Mobileread
azw3r highlight and note extraction info
#11  j.p.s 08-10-2019, 01:54 PM
Quote ilovejedd
Awesome work! Question though, how do you use this (syntax)? I'm assuming Linux only? Will this work on a Linux LiveUSB?

Thanks!
The C code needs to be compiled. It is not linux specific, but the POSIX mmap() call might not be supported everywhere. It should work fine on a Linux LiveUSB with a C compiler or with a compiled binary copied from a compatible linux system.

Microsoft has been misleadingly claiming POSIX compliance for decades, but it is my understanding that Microsoft Windows Subsystem for linux (or whatever it is called) is the real deal.

If you have a C compiler and it doesn't work, I can make a small change that just reads the entire azw3r file into a buffer since it is very unlikely that one would ever be too large to do that.

Maybe a pythonista will come along and crank out a python equivalent or improvement.

To compile:
Code
cc -o azw3r azw3r.c
To run (1st is for notes only, 2nd is for highlights only, 3rd for both highlights and notes, and 4th sorts the notes to be by where they are in the book):
Code
azw3r -i name.azw3r > name.notes
azw3r -h -i name.azw3r > name.highlights
azw3r -h -n -i name.azw3r > name.notes
azw3r -i name.azw3r | sort -n > name.notes
Example output:
Code
97434 97443 Note: 'Not correct definition for this book.'
114792 114796 Note: 'Should be in x-ray terms category.'
135617 135632 Note: 'Same as Tut'
533488 533494 Note: 'Not a person.'
553723 553726 Note: 'Not a podcast.'
712228 712235 Note: 'Not a video game.'
The output of the C program can be the end product, or it can be processed into some other format or used as input for some other program, such as the perl script attached to the first post that inserts the notes and/or hightlights into the kindleunpack rawml output of the book.
Reply 

#12  j.p.s 08-11-2019, 06:11 PM
I've attached a perl script, azw3r.pl as the gzip'd azw3r.pl.gz to the first post. It provides the same functionality as the azw3r.c program. It should run on any platform that has perl installed. Same syntax, e.g.
Code
azw3r.pl -i name.azw3r > name.notes
or
perl azw3r.pl -i name.azw3r > name.notes
I think I can get something that works for yjr and maybe mbp1, but won't be able to start on it until next weekend.
Reply 

#13  j.p.s 08-11-2019, 08:18 PM
Update:

The azw3r C program and perl script, as is, work for KFX yjr files for highlights or notes separately, that is using only the -n or -h option and not both at the same time. It is OK for the yjr file have both highlights and notes in it. (The C program works with both at the same time on azw3r files.)
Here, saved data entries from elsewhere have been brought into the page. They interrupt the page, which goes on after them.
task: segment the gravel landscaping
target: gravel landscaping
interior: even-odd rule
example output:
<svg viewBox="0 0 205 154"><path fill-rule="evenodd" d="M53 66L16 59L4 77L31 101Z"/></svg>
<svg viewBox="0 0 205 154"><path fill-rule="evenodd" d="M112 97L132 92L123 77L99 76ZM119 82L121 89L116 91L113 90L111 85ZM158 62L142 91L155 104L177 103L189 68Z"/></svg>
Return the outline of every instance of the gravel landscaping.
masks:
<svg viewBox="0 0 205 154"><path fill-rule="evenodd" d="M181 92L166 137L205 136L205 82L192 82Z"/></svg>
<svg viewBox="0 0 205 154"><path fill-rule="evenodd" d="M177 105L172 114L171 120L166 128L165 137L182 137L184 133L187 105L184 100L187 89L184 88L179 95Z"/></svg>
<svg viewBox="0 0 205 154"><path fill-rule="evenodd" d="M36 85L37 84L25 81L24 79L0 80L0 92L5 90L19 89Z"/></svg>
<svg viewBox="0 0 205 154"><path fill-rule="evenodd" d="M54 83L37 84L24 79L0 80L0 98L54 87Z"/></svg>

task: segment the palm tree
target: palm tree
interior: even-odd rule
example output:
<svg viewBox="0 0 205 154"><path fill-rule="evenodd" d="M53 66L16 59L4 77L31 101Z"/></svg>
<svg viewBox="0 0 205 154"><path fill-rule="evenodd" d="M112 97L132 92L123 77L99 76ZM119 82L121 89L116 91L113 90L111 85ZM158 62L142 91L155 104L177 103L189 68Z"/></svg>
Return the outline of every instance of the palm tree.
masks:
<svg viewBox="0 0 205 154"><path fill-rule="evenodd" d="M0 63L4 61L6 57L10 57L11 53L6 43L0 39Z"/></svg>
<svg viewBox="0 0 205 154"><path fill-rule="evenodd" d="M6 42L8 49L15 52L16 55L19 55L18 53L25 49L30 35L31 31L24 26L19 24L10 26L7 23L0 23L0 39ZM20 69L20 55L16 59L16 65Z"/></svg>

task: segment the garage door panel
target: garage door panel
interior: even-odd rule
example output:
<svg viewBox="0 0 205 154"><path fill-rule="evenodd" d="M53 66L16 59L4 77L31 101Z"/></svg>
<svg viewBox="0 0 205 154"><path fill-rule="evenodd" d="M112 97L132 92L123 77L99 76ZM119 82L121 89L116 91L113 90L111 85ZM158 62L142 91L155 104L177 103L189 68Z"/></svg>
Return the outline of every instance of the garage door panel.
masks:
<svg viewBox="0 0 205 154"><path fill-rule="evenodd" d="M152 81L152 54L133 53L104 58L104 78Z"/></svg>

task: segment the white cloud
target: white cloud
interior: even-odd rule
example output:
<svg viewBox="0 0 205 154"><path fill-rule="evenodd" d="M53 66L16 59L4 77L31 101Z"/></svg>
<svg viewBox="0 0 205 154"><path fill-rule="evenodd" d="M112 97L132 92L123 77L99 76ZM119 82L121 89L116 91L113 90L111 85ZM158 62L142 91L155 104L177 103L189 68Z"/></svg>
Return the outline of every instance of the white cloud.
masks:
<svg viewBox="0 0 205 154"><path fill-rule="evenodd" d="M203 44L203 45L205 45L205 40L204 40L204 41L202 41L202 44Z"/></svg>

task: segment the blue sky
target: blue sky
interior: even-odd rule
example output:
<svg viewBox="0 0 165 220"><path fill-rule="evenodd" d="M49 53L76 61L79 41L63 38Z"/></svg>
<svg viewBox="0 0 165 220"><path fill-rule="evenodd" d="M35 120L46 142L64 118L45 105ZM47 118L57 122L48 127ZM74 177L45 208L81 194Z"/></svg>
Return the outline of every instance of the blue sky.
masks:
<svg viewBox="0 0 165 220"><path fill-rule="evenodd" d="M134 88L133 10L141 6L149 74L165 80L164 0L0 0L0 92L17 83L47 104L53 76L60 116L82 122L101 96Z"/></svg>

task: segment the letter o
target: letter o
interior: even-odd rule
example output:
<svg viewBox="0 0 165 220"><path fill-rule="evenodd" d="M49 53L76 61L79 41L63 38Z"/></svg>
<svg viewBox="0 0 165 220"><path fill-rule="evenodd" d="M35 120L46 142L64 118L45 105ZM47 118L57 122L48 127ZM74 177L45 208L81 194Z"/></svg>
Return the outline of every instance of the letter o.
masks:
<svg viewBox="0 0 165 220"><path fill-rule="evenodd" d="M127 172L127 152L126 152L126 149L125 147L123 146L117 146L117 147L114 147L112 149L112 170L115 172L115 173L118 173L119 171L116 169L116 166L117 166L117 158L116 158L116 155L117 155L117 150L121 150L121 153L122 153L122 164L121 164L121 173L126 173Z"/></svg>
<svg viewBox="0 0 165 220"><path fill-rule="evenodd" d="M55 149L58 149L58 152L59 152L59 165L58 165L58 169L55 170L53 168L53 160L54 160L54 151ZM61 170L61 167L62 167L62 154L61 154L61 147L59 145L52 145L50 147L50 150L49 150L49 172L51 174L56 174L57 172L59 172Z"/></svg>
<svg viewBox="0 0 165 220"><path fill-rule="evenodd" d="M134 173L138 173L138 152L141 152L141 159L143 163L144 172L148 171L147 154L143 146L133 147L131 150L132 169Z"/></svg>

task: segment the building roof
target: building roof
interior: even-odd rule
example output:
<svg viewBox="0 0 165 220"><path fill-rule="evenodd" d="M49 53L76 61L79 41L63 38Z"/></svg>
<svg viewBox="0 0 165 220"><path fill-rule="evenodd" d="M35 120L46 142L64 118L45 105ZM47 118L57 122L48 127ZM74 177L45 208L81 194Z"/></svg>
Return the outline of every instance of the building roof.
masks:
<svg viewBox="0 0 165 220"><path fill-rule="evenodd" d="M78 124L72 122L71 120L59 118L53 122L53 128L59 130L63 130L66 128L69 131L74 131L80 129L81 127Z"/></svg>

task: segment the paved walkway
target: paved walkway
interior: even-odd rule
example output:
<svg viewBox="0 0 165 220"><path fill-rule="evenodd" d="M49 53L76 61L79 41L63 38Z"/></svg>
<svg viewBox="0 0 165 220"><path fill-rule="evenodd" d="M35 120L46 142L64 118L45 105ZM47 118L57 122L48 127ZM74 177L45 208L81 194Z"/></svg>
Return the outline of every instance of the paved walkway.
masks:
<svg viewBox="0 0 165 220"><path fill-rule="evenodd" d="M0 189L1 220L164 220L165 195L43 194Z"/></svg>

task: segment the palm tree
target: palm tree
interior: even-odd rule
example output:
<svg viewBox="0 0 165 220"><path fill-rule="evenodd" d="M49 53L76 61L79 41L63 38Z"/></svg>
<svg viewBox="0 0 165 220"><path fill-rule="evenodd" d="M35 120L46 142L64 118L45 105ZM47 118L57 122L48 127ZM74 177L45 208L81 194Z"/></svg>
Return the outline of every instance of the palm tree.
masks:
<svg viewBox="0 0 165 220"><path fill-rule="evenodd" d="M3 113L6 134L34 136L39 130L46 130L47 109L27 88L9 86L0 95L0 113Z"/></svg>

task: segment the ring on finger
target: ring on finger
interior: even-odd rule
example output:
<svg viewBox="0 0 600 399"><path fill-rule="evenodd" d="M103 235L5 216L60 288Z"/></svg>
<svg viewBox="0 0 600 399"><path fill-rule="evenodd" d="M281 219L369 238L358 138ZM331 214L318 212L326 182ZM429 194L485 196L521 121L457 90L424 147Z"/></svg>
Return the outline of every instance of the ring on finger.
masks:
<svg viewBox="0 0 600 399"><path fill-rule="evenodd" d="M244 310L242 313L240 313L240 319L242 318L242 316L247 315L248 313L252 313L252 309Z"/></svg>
The perl script, unlike the C program, does work fine for listing both highlights and notes at the same time for both yjr and azw3r files.

The perl script notes_insert.pl is not able to process the listings for KFX yjr files.
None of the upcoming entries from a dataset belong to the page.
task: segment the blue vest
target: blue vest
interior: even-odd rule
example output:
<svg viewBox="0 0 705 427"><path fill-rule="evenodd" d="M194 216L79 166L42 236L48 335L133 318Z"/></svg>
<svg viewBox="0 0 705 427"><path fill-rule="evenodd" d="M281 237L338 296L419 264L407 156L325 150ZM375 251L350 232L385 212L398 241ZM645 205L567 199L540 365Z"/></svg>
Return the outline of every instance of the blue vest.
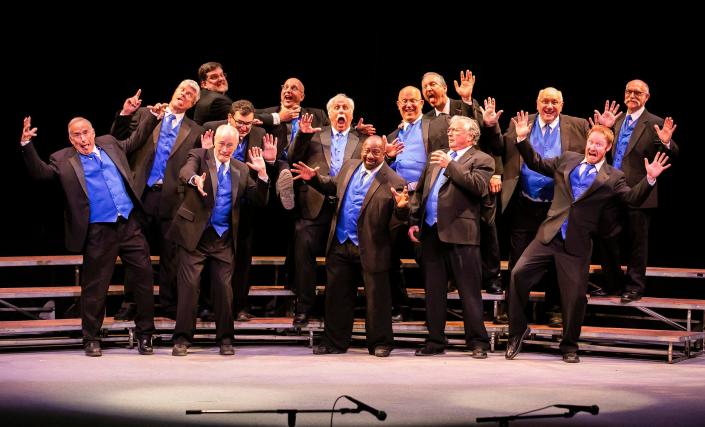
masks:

The perl script azw3r.pl probably does not work for notes longer than 255 characters on any file type. This should be easy to fix.
Reply 

#14  Luca2903 08-13-2019, 03:28 PM
HI JPS, very interesting work.

Could you please be so kind to try and help me a little bit?

I have this problem here, and I'd like to understand more if your solution is able to help me.
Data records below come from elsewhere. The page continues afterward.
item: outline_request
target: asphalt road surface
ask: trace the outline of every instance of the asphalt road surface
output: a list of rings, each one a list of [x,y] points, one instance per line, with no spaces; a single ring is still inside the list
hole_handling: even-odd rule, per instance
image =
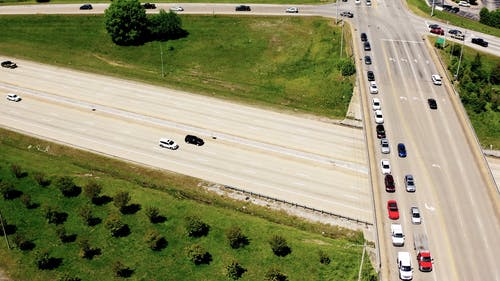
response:
[[[3,126],[373,222],[359,129],[16,62],[15,70],[1,69],[0,91],[23,100],[1,100]],[[206,144],[185,144],[186,134]],[[161,137],[180,148],[160,149]]]

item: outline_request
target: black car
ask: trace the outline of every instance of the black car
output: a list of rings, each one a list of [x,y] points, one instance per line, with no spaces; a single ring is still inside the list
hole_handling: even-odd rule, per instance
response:
[[[427,102],[429,103],[429,107],[431,109],[437,109],[438,108],[438,105],[437,105],[435,99],[427,99]]]
[[[156,9],[156,5],[153,3],[144,3],[142,4],[142,6],[144,7],[144,9]]]
[[[14,62],[10,61],[10,60],[6,60],[6,61],[3,61],[2,62],[2,67],[6,67],[6,68],[16,68],[17,67],[17,64],[15,64]]]
[[[377,125],[377,138],[379,138],[379,139],[386,138],[385,128],[384,128],[384,125],[382,125],[382,124]]]
[[[450,12],[456,14],[456,13],[460,12],[460,8],[459,7],[453,7],[453,8],[451,8]]]
[[[477,44],[479,46],[488,47],[488,42],[484,41],[483,38],[472,38],[472,44]]]
[[[365,56],[365,64],[372,64],[372,58],[370,56]]]
[[[365,42],[368,41],[368,36],[366,36],[366,33],[361,33],[361,41]]]
[[[343,17],[348,17],[348,18],[354,17],[354,14],[351,12],[342,12],[342,13],[340,13],[340,15]]]
[[[396,191],[396,185],[394,184],[394,177],[392,175],[385,175],[385,191],[394,192]]]
[[[236,11],[250,11],[250,6],[247,5],[239,5],[235,8]]]
[[[83,4],[80,6],[80,10],[92,10],[92,5],[90,4]]]
[[[202,146],[205,144],[205,142],[201,138],[193,135],[187,135],[186,138],[184,138],[184,141],[186,143],[194,144],[197,146]]]
[[[371,51],[372,47],[370,46],[370,42],[366,41],[365,44],[363,45],[363,49],[365,51]]]
[[[366,76],[368,77],[368,81],[375,81],[375,74],[373,74],[373,71],[367,71]]]

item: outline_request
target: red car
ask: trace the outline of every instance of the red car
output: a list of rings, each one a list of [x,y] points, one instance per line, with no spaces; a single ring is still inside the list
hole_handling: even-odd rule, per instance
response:
[[[434,28],[434,29],[431,29],[431,33],[438,34],[438,35],[444,35],[444,30],[442,30],[441,28]]]
[[[385,191],[394,192],[396,191],[396,186],[394,185],[394,178],[391,175],[385,175]]]
[[[398,203],[396,200],[387,201],[387,211],[389,212],[389,218],[391,220],[399,219]]]

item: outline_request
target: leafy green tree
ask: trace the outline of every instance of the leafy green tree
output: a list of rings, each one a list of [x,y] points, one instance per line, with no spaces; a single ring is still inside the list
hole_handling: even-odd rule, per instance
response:
[[[54,185],[65,197],[77,196],[81,189],[73,182],[73,178],[62,176],[55,180]]]
[[[229,240],[229,246],[233,249],[238,249],[249,244],[248,238],[243,234],[241,228],[237,226],[227,229],[226,237]]]
[[[488,8],[483,7],[481,11],[479,11],[479,22],[486,25],[491,25],[491,16]]]
[[[12,164],[10,166],[10,169],[12,170],[12,173],[14,174],[14,176],[16,178],[20,179],[20,178],[22,178],[24,176],[23,169],[19,165]]]
[[[340,71],[342,76],[351,76],[356,73],[356,66],[350,59],[343,59],[339,62]]]
[[[127,207],[128,202],[130,202],[130,199],[130,194],[128,192],[120,191],[116,193],[115,197],[113,197],[113,204],[123,212],[123,210]]]
[[[123,237],[130,233],[128,225],[120,220],[120,215],[111,213],[104,222],[105,227],[111,232],[113,237]]]
[[[182,20],[172,11],[160,10],[156,15],[152,15],[149,20],[149,32],[151,39],[166,41],[177,39],[184,35]]]
[[[189,236],[191,237],[206,236],[209,230],[210,226],[204,223],[199,217],[189,216],[186,218],[186,231]]]
[[[269,240],[269,244],[271,245],[271,249],[273,253],[278,257],[284,257],[292,252],[292,249],[288,246],[286,239],[280,235],[273,235],[271,240]]]
[[[323,252],[323,251],[319,251],[318,252],[319,254],[319,262],[322,263],[322,264],[330,264],[330,257],[328,256],[327,253]]]
[[[226,276],[233,280],[240,279],[243,273],[245,273],[246,271],[246,268],[244,268],[234,260],[226,266]]]
[[[89,205],[83,205],[80,210],[78,211],[78,214],[80,217],[83,219],[85,224],[91,225],[93,221],[93,213],[92,213],[92,207]]]
[[[130,269],[130,267],[124,265],[121,261],[113,262],[111,269],[113,270],[113,273],[116,277],[121,278],[130,277],[130,275],[132,275],[132,273],[134,272],[132,269]]]
[[[71,275],[68,275],[67,273],[65,273],[64,275],[62,275],[58,279],[58,281],[81,281],[81,280],[82,279],[80,279],[79,277],[71,276]]]
[[[278,268],[272,267],[265,274],[266,281],[287,281],[288,276],[281,272]]]
[[[85,185],[83,188],[83,193],[87,196],[91,201],[95,200],[101,194],[102,187],[95,181],[91,181]]]
[[[154,228],[146,232],[144,241],[146,241],[149,248],[153,251],[159,251],[167,246],[167,240]]]
[[[152,223],[156,223],[160,218],[160,210],[157,207],[148,206],[146,207],[145,213]]]
[[[195,265],[209,264],[212,261],[212,255],[199,244],[191,245],[187,248],[187,256]]]
[[[140,45],[147,37],[146,10],[138,0],[112,1],[104,11],[104,20],[111,40],[117,45]]]

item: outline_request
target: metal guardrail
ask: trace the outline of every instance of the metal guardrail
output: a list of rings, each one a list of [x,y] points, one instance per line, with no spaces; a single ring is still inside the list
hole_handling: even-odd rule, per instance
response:
[[[329,216],[332,216],[332,217],[336,217],[336,218],[348,220],[348,221],[351,221],[351,222],[355,222],[357,224],[364,224],[365,226],[372,226],[373,225],[373,223],[371,223],[371,222],[367,222],[367,221],[363,221],[363,220],[358,220],[358,219],[354,219],[354,218],[349,218],[349,217],[346,217],[346,216],[343,216],[343,215],[335,214],[335,213],[328,212],[328,211],[319,210],[319,209],[308,207],[308,206],[301,205],[301,204],[298,204],[298,203],[289,202],[289,201],[286,201],[286,200],[283,200],[283,199],[274,198],[274,197],[263,195],[263,194],[260,194],[260,193],[243,190],[243,189],[240,189],[240,188],[237,188],[237,187],[234,187],[234,186],[223,185],[223,187],[227,188],[227,189],[230,189],[230,190],[237,191],[237,192],[241,192],[241,193],[244,193],[244,194],[248,194],[250,196],[255,196],[255,197],[258,197],[258,198],[263,198],[263,199],[266,199],[266,200],[272,200],[274,202],[279,202],[279,203],[287,204],[287,205],[290,205],[292,207],[302,208],[302,209],[305,209],[307,211],[311,211],[311,212],[320,213],[320,214],[323,214],[323,215],[329,215]]]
https://www.mobileread.com/forums/sh...44#post3878444

Thanks!
Reply 

#15  j.p.s 08-13-2019, 06:10 PM
Quote Luca2903
HI JPS, very interesting work.

Could you please be so kind to try and help me a little bit?

I have this problem here, and I'd like to understand more if your solution is able to help me.

https://www.mobileread.com/forums/sh...44#post3878444

Thanks!
My method does not interact with amazon servers, but extracts notes from the files in the .sdr directories for your books on your kindle to plain text output. Depending on how pretty you want the format of the notes, my method might work for you.

You might also look at jhowell's kindle reader data store KRDS https://www.mobileread.com/forums/sh...d.php?t=322172
Reply 

#16  ilovejedd 08-14-2019, 12:24 PM
Quote j.p.s
My method does not interact with amazon servers, but extracts notes from the files in the .sdr directories for your books on your kindle to plain text output. Depending on how pretty you want the format of the notes, my method might word for you.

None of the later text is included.